If you are not in the security business you are not even likely to be aware of these technical abilities.
If I may take a shot at guessing the reason for the gap between what we know how to do and what we do, I would say it’s due to the overall lack of interest of the stakeholders. Fact probably is, most people don’t care that much about anonymity, and most of the ones who do, are not security geeks who appreciate the technology and thus trust it. So, we use what does not require mass adoption and do not use what does.
Anonymous browsing is easy, because it does not need an expensive infrastructure that requires a viable business model behind it; fortunately. Most people could not care less about logs storing their browsing habits. They don’t care if someone learns what sites they visit and creates a spamming profile for them; they get (or not) their share of spam anyway, so they may just as well have it better tailored. They also don’t use the web for illegal activities of the type that requires covering their tracks. And what about the few who do care? A few anonymity supporters run TOR servers on their already-existent machines, anonymity-aware users run TOR clients and proxy their browsers through them, and the anonymity need is met. The onion routing technology that TOR is based on is used; not too often, but is used.

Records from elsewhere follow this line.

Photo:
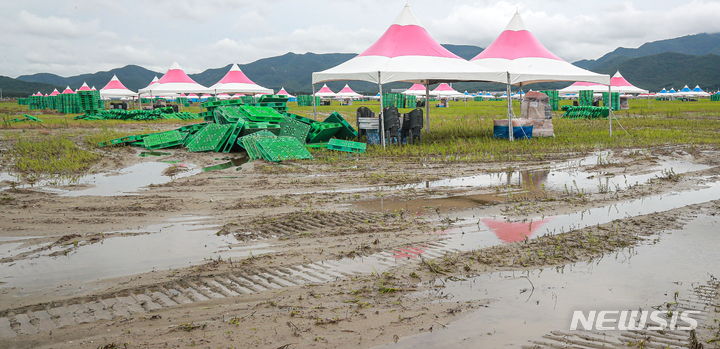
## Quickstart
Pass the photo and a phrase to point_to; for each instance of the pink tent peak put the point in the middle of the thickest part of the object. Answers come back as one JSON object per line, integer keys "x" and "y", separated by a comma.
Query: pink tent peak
{"x": 175, "y": 75}
{"x": 513, "y": 231}
{"x": 84, "y": 87}
{"x": 443, "y": 87}
{"x": 325, "y": 89}
{"x": 235, "y": 76}
{"x": 406, "y": 37}
{"x": 114, "y": 84}
{"x": 619, "y": 80}
{"x": 516, "y": 42}
{"x": 346, "y": 89}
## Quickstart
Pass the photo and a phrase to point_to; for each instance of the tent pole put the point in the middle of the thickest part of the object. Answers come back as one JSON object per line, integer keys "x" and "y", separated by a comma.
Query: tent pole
{"x": 314, "y": 104}
{"x": 610, "y": 107}
{"x": 427, "y": 105}
{"x": 382, "y": 116}
{"x": 510, "y": 128}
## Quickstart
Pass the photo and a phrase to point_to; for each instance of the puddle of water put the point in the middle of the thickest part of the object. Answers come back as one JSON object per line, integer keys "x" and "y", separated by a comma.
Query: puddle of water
{"x": 563, "y": 177}
{"x": 232, "y": 163}
{"x": 146, "y": 154}
{"x": 175, "y": 244}
{"x": 640, "y": 278}
{"x": 122, "y": 182}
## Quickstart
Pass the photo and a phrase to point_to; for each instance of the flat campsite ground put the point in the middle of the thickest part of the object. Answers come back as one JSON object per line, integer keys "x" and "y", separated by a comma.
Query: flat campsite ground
{"x": 460, "y": 241}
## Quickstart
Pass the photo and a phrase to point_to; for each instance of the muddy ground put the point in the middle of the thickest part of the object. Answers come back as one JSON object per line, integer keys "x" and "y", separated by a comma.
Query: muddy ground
{"x": 331, "y": 256}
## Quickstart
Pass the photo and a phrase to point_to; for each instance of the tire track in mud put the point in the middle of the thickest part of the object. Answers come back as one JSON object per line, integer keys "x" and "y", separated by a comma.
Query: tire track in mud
{"x": 705, "y": 298}
{"x": 45, "y": 317}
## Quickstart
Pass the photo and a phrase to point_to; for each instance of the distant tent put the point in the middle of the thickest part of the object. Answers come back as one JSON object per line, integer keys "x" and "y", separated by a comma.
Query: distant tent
{"x": 236, "y": 81}
{"x": 347, "y": 92}
{"x": 325, "y": 92}
{"x": 699, "y": 92}
{"x": 115, "y": 89}
{"x": 84, "y": 87}
{"x": 415, "y": 90}
{"x": 618, "y": 83}
{"x": 445, "y": 90}
{"x": 174, "y": 81}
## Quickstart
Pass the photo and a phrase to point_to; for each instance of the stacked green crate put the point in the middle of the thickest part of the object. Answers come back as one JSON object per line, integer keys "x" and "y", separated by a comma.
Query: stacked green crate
{"x": 585, "y": 97}
{"x": 553, "y": 99}
{"x": 614, "y": 102}
{"x": 306, "y": 100}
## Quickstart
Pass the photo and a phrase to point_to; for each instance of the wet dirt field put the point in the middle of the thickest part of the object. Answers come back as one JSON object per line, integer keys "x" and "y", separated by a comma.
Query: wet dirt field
{"x": 174, "y": 249}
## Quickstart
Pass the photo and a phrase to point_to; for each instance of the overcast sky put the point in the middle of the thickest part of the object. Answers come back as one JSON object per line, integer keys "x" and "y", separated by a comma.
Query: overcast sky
{"x": 71, "y": 37}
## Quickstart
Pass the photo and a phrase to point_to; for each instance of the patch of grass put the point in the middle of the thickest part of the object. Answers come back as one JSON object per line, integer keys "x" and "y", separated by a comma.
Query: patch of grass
{"x": 105, "y": 135}
{"x": 53, "y": 155}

The problem starts with systems that require a complex infrastructure to run, such as anonymous payment systems. These require vast changes to legacy applications and complex and massive roll-outs. Since there are real costs involved, business considerations come to play. Unfortunately, it seems that the audience for anonymous payments is less than what is needed to justify the migration. As much as some of us don’t like to admit it, most consumers do not care about the credit card company compiling a profile of their money spending habits. Furthermore, of the ones who do, most are not security engineers and thus have no reason to trust anonymity schemes they don’t see or feel intuitively (as one feels when paying with cash). The anonymous payment systems are left to be used primarily by the security-savvy guys who care; they do not form a mass market.

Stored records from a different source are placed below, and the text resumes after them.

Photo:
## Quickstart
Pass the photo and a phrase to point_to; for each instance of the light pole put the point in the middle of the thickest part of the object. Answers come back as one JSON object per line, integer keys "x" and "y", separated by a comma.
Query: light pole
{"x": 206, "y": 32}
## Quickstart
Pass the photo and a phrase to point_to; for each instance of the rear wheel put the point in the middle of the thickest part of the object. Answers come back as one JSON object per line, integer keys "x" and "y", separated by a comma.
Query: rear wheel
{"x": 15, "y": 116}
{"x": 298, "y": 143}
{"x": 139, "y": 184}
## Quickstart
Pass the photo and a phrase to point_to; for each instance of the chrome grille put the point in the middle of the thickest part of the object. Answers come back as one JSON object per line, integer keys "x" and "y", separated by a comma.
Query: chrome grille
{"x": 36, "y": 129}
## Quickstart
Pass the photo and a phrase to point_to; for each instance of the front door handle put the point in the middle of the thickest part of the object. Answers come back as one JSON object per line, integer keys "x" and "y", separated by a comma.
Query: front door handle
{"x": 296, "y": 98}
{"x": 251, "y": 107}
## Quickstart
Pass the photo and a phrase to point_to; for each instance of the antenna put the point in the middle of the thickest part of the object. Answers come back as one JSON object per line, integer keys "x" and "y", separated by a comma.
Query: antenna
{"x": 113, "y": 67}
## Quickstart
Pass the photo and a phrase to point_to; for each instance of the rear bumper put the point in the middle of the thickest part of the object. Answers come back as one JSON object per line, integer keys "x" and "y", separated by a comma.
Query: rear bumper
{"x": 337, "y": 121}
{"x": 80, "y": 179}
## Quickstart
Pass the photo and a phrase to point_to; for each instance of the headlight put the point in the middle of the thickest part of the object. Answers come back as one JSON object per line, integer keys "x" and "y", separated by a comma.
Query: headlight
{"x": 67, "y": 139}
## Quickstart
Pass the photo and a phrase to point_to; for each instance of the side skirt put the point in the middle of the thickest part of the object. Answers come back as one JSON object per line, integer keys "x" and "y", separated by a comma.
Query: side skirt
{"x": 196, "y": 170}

I believe that for anonymity and pseudonymity technologies to survive they have to be applied to applications that require them by design, rather than to mass-market applications that can also do (cheaper) without. If anonymity mechanisms are deployed just to fulfill the wish of particular users then it may fail, because most users don’t have that wish strong enough to pay for fulfilling it. An example for such an application (that requires anonymity by design) could be E-Voting, which, unfortunately, suffers from other difficulties. I am sure there are others, though.